One death and 17 illnesses have resulted from an E. coli contamination that has forced Cargill to recall more than 130,000 lb. of ground beef. ( Multimedia Graphic Network, Inc. )

The finding of an E. coli contamination has forced Cargill Meat Solutions to recall more than 130,000 lb. of ground beef.

The ground beef was recalled by Cargill on Sept. 19 following the discovering of Escherichia coli O26 in ground beef derived from the chuck portion of the carcass. According to the U.S. Department of Agriculture’s Food Safety and Inspection Service (FSIS), the 132,606 lb. of beef was produced at Cargill’s Fort Morgan, Colo. plant and packaged on June 21, 2018.

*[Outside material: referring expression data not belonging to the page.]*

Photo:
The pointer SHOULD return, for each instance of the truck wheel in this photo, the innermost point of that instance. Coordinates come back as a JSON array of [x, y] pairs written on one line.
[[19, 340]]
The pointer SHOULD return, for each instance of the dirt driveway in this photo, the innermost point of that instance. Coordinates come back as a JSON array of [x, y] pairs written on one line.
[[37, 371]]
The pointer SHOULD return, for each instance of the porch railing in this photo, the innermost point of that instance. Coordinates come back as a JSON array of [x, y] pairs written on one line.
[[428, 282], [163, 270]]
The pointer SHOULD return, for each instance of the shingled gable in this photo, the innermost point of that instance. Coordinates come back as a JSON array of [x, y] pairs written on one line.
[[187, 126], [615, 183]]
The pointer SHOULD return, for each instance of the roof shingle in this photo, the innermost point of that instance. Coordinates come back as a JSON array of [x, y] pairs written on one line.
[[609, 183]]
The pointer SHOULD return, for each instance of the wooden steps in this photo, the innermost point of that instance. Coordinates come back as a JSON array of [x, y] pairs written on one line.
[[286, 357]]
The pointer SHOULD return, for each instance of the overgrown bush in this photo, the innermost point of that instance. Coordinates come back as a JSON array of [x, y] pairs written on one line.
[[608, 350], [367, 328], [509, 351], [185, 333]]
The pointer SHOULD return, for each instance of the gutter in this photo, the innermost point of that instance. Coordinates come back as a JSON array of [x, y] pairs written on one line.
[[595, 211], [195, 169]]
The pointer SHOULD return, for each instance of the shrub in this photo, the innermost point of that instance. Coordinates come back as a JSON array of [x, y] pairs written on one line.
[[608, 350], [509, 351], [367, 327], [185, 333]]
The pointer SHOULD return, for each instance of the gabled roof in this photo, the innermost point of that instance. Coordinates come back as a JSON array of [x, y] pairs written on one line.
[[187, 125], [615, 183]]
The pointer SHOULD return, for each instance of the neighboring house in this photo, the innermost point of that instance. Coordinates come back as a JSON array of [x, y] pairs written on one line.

The beef products bear the establishment number “EST. 86R” inside the USDA mark of inspection. The ground beef was shipped to retail locations across the country.

FSIS was notified on Aug. 16 in regards to an E. coli O26 illnesses investigation. Partnering in the investigation were FSIS, the Centers for Disease Control and Prevention, and state public health and agriculture partners who determined raw ground beef was the probable source of the illnesses. The investigation has determined that one death and 17 illnesses occurred from July 5 to July 25 as a result of the contaminated beef.

The recall by Cargill is related to a voluntary recall that Publix Super Markets enacted for ground chuck products at stores in 24 counties throughout Florida.

FSIS is concerned that consumers may have products frozen and stored in freezers. The agency has called it a Class 1 Recall with a “high” health risk.

E. coli can be potentially deadly causing dehydration, bloody diarrhea and abdominal cramps 2–8 days (3–4 days, on average) after exposure the organism. FSIS recommends that any consumers who purchased the product to not consume it and either throw it away or return to the store where it was purchased.

All raw beef should be cooked to a temperature of 160°F to reduce the risk of any food borne illness by bacteria according the FSIS. A meat thermometer will help in determining if the food has reached a high enough temperature to kill harmful bacteria.

Last month the same packing plant in Colorado had a similar E. coli recall when more than 25,000 lb. of ground beef was believed to have E. coli O157:H7. That beef was produced on Aug. 16, 2018.